Bonds are less risky than stocks. But for those who have plenty of money for retirement, equities may help grow their wealth even further because they have more room to take on risk. They can afford any potential losses. On the flip side, those with underfunded retirement accounts might need to lean on stocks to generate greater returns necessary to sustain their lifestyle, but again that implies taking on greater risk.
Having 100% bonds and no stocks in the long term actually performs worse than adding just a small slice of stocks. Adding that 10% in stocks can make a difference.
Make sure to use broad-based low-cost funds to fill that stock allocation. In general, people need to understand how much they can afford to lose. If you have a small nest egg and can’t afford to lose much, stick with 10-30% stocks. If you can weather longer downturns, you may want to increase that percentage to 30- 50%. If you have more than enough money and want to grow that money for your family in the future, you can become even more aggressive. Of course, if the market does well, your family will be happy. If the market doesn’t do well, you won’t leave them as much but you should still be okay.
Old rule: Save at least 10 percent of your income for retirement
New rule: Aim to save 15 percent of your income for retirement
One factor contributing to an increase in workers reaching millionaire status in their RRSP is by saving a high percentage of their annual pay. They contribute at least 15% to their workplace retirement plan. Workers often reach this percentage through a combination of their contributions and the matching contribution from their employer.
Why 15% you may wonder?
This percentage benchmark takes into account evolving market conditions and provides a savings cushion for people who may want to retire early, or who won’t see a huge decrease in their spending.
With the cost of housing, transportation, food, and other expenses you may be living pay cheque to pay cheque. The economic hit you may have taken because of the pandemic may make it hard to fathom you could ever get to the point of saving 15% of your income.
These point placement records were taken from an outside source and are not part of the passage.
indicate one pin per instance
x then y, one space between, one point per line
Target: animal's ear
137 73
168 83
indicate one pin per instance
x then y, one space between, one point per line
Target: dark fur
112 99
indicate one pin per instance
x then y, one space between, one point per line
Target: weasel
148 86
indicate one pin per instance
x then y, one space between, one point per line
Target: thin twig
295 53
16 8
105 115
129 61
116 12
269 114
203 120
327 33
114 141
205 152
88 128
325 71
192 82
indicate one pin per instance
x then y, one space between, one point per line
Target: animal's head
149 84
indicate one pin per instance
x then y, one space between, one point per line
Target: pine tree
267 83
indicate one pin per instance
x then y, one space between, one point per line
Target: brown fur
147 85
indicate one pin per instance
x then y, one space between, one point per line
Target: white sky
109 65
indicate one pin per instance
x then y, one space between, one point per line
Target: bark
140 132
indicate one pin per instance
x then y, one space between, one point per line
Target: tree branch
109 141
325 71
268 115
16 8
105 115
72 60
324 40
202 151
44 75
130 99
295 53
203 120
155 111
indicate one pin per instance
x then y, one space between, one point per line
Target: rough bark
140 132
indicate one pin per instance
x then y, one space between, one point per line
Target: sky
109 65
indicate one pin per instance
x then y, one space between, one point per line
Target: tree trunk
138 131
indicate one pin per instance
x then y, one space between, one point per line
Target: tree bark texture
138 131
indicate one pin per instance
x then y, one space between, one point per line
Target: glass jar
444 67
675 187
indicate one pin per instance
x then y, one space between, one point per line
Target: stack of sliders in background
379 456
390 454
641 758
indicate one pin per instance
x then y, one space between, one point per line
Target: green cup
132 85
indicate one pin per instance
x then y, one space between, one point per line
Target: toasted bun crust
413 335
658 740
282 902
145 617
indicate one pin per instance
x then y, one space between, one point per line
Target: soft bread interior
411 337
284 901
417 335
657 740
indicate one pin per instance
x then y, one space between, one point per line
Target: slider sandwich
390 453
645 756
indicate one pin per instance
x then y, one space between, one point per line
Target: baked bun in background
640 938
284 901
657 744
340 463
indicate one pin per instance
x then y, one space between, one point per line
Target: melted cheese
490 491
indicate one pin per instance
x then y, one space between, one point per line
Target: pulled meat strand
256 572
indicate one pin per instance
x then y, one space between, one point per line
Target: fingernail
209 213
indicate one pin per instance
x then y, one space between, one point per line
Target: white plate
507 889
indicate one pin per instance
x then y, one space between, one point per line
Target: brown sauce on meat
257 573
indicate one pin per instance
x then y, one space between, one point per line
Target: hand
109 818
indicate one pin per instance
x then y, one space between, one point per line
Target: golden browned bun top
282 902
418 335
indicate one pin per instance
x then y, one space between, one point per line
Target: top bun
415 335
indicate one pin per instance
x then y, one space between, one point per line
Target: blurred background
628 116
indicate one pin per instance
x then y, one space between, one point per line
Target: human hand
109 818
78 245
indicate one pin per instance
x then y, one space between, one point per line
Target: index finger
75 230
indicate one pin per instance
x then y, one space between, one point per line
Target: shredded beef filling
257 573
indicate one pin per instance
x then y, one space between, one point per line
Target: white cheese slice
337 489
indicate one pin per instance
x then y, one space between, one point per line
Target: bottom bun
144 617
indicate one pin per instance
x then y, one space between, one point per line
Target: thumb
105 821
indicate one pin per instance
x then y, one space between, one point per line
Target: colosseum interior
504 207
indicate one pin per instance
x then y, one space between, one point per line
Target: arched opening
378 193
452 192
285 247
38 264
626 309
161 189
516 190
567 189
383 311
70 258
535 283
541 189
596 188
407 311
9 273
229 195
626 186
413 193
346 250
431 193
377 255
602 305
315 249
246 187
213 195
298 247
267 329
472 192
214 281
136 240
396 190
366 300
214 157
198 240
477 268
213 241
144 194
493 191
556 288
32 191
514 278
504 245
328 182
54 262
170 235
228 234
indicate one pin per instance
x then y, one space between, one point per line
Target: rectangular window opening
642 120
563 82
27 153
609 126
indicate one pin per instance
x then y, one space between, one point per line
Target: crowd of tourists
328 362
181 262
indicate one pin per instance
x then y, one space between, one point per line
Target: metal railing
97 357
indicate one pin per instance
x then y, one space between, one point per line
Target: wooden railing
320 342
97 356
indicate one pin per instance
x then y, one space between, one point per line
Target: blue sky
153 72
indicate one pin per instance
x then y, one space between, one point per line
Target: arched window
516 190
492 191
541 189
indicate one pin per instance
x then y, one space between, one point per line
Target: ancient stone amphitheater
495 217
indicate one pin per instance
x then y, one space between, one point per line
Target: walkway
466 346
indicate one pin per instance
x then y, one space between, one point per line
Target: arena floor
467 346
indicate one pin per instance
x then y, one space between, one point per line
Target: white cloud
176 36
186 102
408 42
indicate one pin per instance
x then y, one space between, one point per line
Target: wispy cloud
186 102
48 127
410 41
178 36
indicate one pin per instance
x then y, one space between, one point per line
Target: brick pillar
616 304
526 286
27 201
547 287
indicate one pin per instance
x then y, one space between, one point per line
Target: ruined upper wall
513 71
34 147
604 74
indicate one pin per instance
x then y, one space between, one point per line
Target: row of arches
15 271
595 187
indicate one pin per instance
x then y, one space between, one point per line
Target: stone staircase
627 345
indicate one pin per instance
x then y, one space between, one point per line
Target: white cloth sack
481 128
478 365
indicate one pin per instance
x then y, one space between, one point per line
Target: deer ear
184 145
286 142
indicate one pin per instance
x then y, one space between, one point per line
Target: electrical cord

Still, as you recover financially, try to push as close as you can to it.
If you aren’t saving anything in your workplace plan, start at 1 to 2%, increasing every year until you can afford to hit the 15% goal.
Not everybody has the ability to start there. We can imagine some people, early on in their career, who might see that number and get a little scared. But we do like to remind people that the percentage includes any company match. The most important thing to do is just start saving as early as possible and take advantage of that whole match. Increase as you can, because those incremental increases over 30, 40 years adds up to be a lot of saving.
Nearly 27% of millennials in plans managed by Fidelity, for example, are hitting that 15% mark, in a combination of their contributions plus their company match. Some younger workers may be in a better position to save a significant part of their income because they don’t have competing financial obligations such as student loans, credit card debt or mortgages.
Of course, there are exceptions to every rule so consider your individual situation. Do what works for you. But at least be sure you are intentional and realistic about the projected retirement income you’ll need. Just consider this. A secure retirement doesn’t happen by accident. Without rules, you risk not having a secure retirement. Having rules help in Keeping Life Current.